There are two problems with this. The first is that many people who were outed were doing nothing wrong. There are closeted gay people, for example, that have had their lives upended. More than that, as Dan Savage points out, those people might even be executed if they live in the wrong place. There are also a lot of people whose names have been slammed onto the internet, tainted with imagined sin, when they did nothing wrong. Like this guy, who was just single and curious.
Or say, me. Because when I was starting out in polyamory I thought "Hey, maybe I can find relationships with other people in open relationships on Ashley Madison." I wasn't interested in cheaters (nor was I cheating, as this was on the up and up on my end) but there were in fact some people there who might have been interested. I left very quickly because Ashley Madison is basically the pit of despair but my name might well be out there. I haven't checked because it doesn't really matter but there are plenty of people in my situation who desperately do not want to have their sexual desires, lifestyles, orientations, or other secrets exposed to the world.
There are also people who are in loveless and/or sexless marriages who are desperate. People for whom leaving their spouse is unthinkable and who cannot face the remainder of their lives being devoid of romance, sex, or intimacy. Cheating in such cases is bad but it is sometimes going to be the least bad thing and people in such difficult circumstances don't deserve to have their lives blown up. In the Dan Savage column above there was a person who had cheated, been caught, repented, and rebuilt their marriage and now they had to face the worry that both families, friends, or work colleagues would find evidence of an old and forgiven infidelity. Nothing can be gained from this.

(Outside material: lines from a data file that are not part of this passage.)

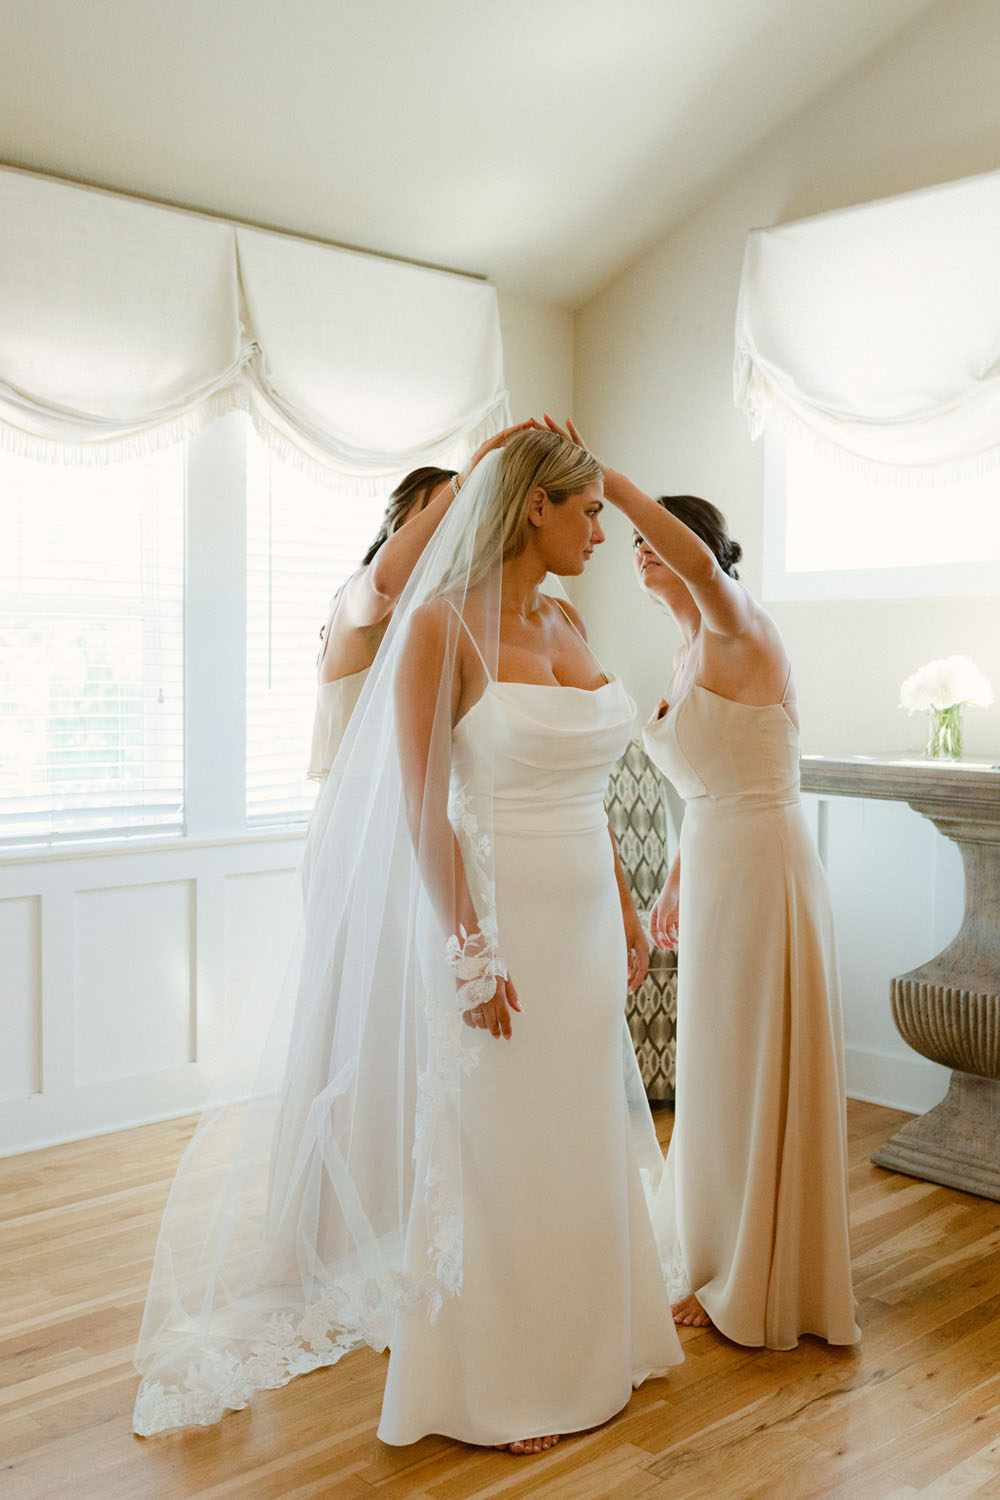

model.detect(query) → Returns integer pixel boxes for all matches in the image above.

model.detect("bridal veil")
[134,453,513,1434]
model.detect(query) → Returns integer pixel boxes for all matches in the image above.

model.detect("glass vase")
[926,703,964,759]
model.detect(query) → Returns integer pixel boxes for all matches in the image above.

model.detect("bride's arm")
[395,602,475,934]
[395,601,521,1039]
[608,827,650,992]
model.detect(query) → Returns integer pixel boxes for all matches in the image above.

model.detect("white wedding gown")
[378,655,683,1446]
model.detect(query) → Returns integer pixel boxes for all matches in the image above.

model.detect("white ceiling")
[1,0,940,307]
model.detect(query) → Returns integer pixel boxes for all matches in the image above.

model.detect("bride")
[133,428,682,1451]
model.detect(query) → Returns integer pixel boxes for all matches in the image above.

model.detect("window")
[764,427,1000,602]
[0,446,185,845]
[0,420,395,849]
[245,432,386,823]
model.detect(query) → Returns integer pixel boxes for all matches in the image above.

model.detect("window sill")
[0,825,308,869]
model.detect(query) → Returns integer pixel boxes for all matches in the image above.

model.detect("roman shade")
[0,166,508,482]
[734,169,1000,482]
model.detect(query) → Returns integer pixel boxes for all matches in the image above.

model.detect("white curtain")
[734,168,1000,482]
[0,167,508,480]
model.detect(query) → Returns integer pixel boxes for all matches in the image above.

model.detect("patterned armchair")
[606,739,678,1103]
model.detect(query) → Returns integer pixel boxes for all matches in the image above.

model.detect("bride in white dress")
[381,430,681,1449]
[132,428,682,1451]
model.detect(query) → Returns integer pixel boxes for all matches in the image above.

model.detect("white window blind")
[0,446,185,845]
[245,430,388,824]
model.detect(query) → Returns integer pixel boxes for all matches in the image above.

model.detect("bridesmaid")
[545,416,859,1352]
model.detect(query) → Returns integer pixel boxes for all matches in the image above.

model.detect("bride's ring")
[473,1006,484,1020]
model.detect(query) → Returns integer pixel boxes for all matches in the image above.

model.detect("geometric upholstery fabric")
[607,739,677,1103]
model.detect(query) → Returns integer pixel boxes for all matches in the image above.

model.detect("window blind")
[245,430,389,824]
[0,446,185,845]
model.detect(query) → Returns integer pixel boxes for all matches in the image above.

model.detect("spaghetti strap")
[552,597,611,685]
[780,661,795,704]
[443,598,493,680]
[317,579,349,681]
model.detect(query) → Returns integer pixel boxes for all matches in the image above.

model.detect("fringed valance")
[0,167,508,484]
[734,169,1000,483]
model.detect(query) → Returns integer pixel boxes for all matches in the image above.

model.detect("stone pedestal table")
[800,755,1000,1200]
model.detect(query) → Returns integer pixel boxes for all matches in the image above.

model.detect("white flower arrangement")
[899,655,994,714]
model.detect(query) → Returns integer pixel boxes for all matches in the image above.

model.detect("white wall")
[572,0,1000,1113]
[802,793,958,1113]
[0,282,573,1156]
[497,290,574,422]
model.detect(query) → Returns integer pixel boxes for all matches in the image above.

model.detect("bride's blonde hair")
[499,430,602,560]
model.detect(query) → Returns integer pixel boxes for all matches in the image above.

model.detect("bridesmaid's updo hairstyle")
[361,466,457,567]
[657,495,742,580]
[499,430,602,561]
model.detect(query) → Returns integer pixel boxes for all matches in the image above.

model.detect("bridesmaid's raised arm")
[542,415,756,642]
[345,420,543,630]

Certainly there are scumbags who will be outed. Some people are really just being slimeballs when they cheat and while I can't scrape up a lot of sympathy for them I still don't like vigilante justice nor blackmail. There are jerks who are going to get what could reasonably be called their comeuppance, but how do you separate them from all the innocents caught in the crossfire?
If I sprayed bullets into a crowd on the assumption that I would probably hit some bad people everyone would be horrified. Even if they agreed that those bad people should die I would hope that everyone would agree that the cost was far too high, and the technique inexcusable. What these hackers are doing is the same thing, albeit on a much larger scale, but quite possibly with the same body count.
I don't like Ashley Madison. What they represent is ugly and sad, and I held my nose when I made an account there. But this exposure of their clients will not stop cheating. That ugliness will continue, albeit with a spate of anger, bitterness, and divorce over the next few weeks and months. I don't know what a good solution might be to try to 'fix' the problem of infidelity, (though I have plenty of suggestions, largely to do with abandoning monogamy as the required social standard) but I know for sure that this isn't it.